By Kemo Cham
Imagine this: A pregnant woman is operated on by a team of surgeons. Immediately after the surgery she bled to death.
Shortly after, on the same day, a second patient battling for her life after an illegal abortion procedure went wrong, is brought in, operated on by the same team of doctors in the same theater, and she later bled to death.
The doctors treated the two cases as pregnancy related deaths. Case closed!
If this was a simulation, this particular team of doctors clearly failed the test.
This scenario was what actually happened in Masanga in the northern Tonkolili District, last month, which sparked the latest flare of Lassa Fever infections in the country with one fatality.
Any time before May 2014 this team of doctors would have been forgiven for this obvious serious breach in protocol. Two cases of deaths caused by bleeding and they treated them as pregnancy related deaths!
Health officials never miss out on any chance to compare the country’s health sector today to what it used be pre-Ebola (2014).
Whether it's a launch of some policy document or the inauguration of a new health facility, the common line has been: “Sierra Leone in 2019 is different from Sierra Leone in 2014.”
Somehow this is true. When Ebola struck the health system was almost non-existent. The labs, where they existed, were barely equipped with things as common as reagents or hand gloves. Most of all was the lack of expertise.
Today the situation is different. The labs are more equipped and there are more expertise available.
So the question is: why didn’t the surgeons at Masanga Hospital raise the alarm timely enough to enable the district authorities to act accordingly?
Even when the head surgeon fell ill for “unexplained” reason, it didn’t seem to raise any alarm.
Dr Noulet Woucher was reportedly tested for malaria and typhoid. He would later travel to Freetown to attend to some personal issues and return to Masanga. Still his sickness persisted and it raised no alarm.
The Dutch medic was eventually evacuated when his situation got worst. And up to this point, not a single person still thought of going beyond malaria and typhoid tests. If the hospital was ill prepared to do so, at this point the District Health Medical Team should have been alerted by the evacuation of the foreign medic.
It wasn’t until the doctor died in The Netherlands and tests carried out by doctors there showed that he died of Lassa Fever, that medical authorities back home in Tonkolili became aware of the post-Ebola emergency protocol.
But it was already too late. Three confirmed cases and two probable cases of Lassa Fever, together with a total of 48 suspected cases, were already recorded.
Ebola was meant to have taught us that anytime anyone incident like what happened in Masanga on November 4 occur – two bleeding to death on the same day - they will have to be tested for about five out of 15 priority diseases captured under the national disease surveillance system. These are the viral hemorrhagic fevers with potential to cause outbreaks, including Ebola, Lassa Fever and Marburg.
The women were buried just like that.
It’s not just the breach of protocol in Masanga that illustrates that we are not too different from where we were in 2014. The apparent obsession for denial of lapses in the system by health officials is still ingrained. And this should be a concern because it was part of the reason why Ebola lasted as long as it did.
Health officials seem to be more concerned about what the public think about their responses to issues, than the actual effect of their response.

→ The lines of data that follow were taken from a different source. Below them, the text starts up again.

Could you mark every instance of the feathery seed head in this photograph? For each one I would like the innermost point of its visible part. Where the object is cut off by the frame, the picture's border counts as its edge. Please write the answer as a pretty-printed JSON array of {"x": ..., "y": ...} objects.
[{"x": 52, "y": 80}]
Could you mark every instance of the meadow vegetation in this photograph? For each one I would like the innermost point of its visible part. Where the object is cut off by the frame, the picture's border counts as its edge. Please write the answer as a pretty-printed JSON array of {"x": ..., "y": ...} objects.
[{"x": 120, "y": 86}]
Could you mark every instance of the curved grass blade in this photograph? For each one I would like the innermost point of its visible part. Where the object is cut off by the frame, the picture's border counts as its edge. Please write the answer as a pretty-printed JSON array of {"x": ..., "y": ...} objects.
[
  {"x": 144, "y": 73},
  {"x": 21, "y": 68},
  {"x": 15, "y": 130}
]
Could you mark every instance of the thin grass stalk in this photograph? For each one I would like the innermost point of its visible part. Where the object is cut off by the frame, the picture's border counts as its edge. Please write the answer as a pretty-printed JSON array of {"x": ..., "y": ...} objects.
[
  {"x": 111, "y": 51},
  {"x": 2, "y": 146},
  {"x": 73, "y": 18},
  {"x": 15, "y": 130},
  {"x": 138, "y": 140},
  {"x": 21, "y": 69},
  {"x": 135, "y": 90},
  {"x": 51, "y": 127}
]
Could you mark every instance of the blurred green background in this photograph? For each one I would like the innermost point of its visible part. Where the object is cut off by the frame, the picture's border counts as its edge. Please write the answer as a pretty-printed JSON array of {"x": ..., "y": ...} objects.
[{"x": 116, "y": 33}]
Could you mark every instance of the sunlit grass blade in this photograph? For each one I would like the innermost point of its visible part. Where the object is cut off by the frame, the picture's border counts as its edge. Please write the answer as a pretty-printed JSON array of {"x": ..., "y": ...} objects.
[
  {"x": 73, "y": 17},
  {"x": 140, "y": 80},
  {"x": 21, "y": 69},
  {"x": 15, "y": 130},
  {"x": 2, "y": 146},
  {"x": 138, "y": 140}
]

And this was seen at play at the MoHS’ press briefing convened at the Emergency Operations Center on November 25, three weeks after the scenario depicted above happened.
Instead of owning up and putting modalities in place to avoid a repeat of the incident, officials were busy explaining how perfect the health system was, even if it failed to pick up what it is supposed to if it were just functioning to bare minimum.
They were also busy explaining why it should be called “incidences” and not an outbreak.
“Sierra Leone has had an ongoing outbreak of Lassa Fever. This is over 10 years. And we never announced together with WHO that that outbreak has been contained,” said Dr Alie Wurie, head of the Rapid Response Team deployed on the ground in Tonkolili after the November 4th incident.
Like the rest of the officials who spoke at the event, Dr Wurie also tried to put forward the excuse that because this is the first time Lassa Fever had been detected in this part of this country – Tonkolili - it was understandable why it didn’t provoke the kind alertness it should have to warrant the doctors follow the right protocol.
But if Sierra Leone is Lassa Fever endemic, as Dr Wurie himself put it, all the more reason why Lassa Fever should be a top prior anywhere in the country and at any time a situation like what happened in Mansaga emerges.
But away from that, whether to call it an outbreak or incidences would have been a matter if the situation had been handled as you would expect it done in 2019.
Clearly, as always, there was the concern as to how we, the “clueless” journalists, would report this issue.
At the end, many of us left that place confused than we were before going in.
Latest statistics from the MoHS, as per information available up to the end of last week, show that there was no confirmed new case from the Masanga incident. That’s good news. But it doesn’t change the fact that the Ministry of Health and its partners failed what is a crucial test for Sierra Leone’s preparedness for emergencies.